Saturday 18 February 2012

Ketika Tato Menjadi Kriminal

Oleh: Bara Prastama

Tidak semua wajah mayat bertato itu mengerikan. Kadang-kadang Sawitri punya kesan mayat bertato itu seperti orang tidur nyenyak atau orang tersenyum dalam buaian gerimis. Di mata Sawitri kadang tampak bagaikan sebuah layar panggung sandiwara... (Seno Gumiro Adjidarma, Penembak Misterius, 1985).



TATO
Hatib Abdul Kadir Olong
LKiS, 2006
xi + 368 halaman
Sepenggal kalimat yang memiliki makna mendalam diatas, jelas mendeskripsikan situasi pada periode khusus dimana Orde Baru menggunakan cara represif dan militeristik saat berkuasa di Indonesia. Seno Gumira (Sastrawan Indonesia) mencoba menggambarkan situasi pada peristiwa Petrus (Penembakan Misterius “83-“85) yang memakan banyak korban + 8000 Jiwa dan belum tentu mereka yang mati adalah pelaku kejahatan yang masuk dalam tindakan kriminal.

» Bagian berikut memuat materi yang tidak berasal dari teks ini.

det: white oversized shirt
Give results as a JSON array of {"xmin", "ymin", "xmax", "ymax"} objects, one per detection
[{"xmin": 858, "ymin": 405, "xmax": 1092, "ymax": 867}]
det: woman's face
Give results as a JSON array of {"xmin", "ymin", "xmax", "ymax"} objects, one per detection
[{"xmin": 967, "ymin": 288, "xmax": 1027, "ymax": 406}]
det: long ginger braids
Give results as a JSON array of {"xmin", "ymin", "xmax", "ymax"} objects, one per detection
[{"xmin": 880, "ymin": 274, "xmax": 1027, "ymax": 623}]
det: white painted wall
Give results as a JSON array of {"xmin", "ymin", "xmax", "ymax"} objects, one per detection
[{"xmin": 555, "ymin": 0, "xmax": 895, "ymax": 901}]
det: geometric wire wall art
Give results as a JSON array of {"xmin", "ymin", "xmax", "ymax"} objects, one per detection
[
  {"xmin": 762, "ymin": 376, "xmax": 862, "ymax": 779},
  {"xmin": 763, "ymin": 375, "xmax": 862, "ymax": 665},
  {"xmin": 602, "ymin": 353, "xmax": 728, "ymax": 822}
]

Pada tahun 1966 pasca penumpasan PKI tato sering dianggap sebagai tindakan berdosa dan bertentangan dengan anjuran agama besar (baca: Islam, Kristen, Khatolik) sehingga beredar rumor bahwa siapa-siapa yang melakukan penatoan akan identik dengan PKI. Kemudian pada Tahun 1980, cengkraman Orde Baru semakin menguat, ketika tato dianggap sebagai tindakan kriminal, beringas, dan tak berpendidikan.  Biopower ini juga digunakan untuk memanipulasi kesadaran masyarakat Dayak untuk mempertahankan kebudayaannya, hingga isu modernitas muncul dan mengikis localgeniuis masyarakat.

Kemudian Orde Baru memberlakukan kebijakan menumpas gali (gabungan anak liar), bajingan, gento, penjahat, kriminal, yang umumnya bertato. Dalam aksinya, aparat dengan modus operandi berpakaian preman mendatangi korban pada tengah malam, naik jeep, kadang menggunakan topeng, kemudian menciduk, kemudian korban dihajar, ditembak, dimasukan karung, dan akhirnya dibuang di sungai, di tepi jalan, di perempatan, di pasar, ada juga yang ditaruh dekat pos kamling. Pada awalnya korban Petrus merupakan preman yang dimanfaatkan sebagai floating mass (massa mengambang) demi memenangkan suara Golkar dalam Pemilu 1982 di banyak kota di Indonesia (urban).

Setahun setelah pemanfaatan tersebut, massa preman ini kembali menganggur dan kembali ke ladang “pekerjaannya” masing-masing. Tentu keberanian itu didasarkan bahwa kedekatan mereka dengan para tokoh politik yang pernah dibantunya ketika kampanye. Kemudian hal ini membuat pencitraan negatif rezim Orde Baru, karena keresahan masyarakat akhirnya Rezim berkuasa menggunakan aparat bersenjata untuk menumpas para preman bertato tersebut.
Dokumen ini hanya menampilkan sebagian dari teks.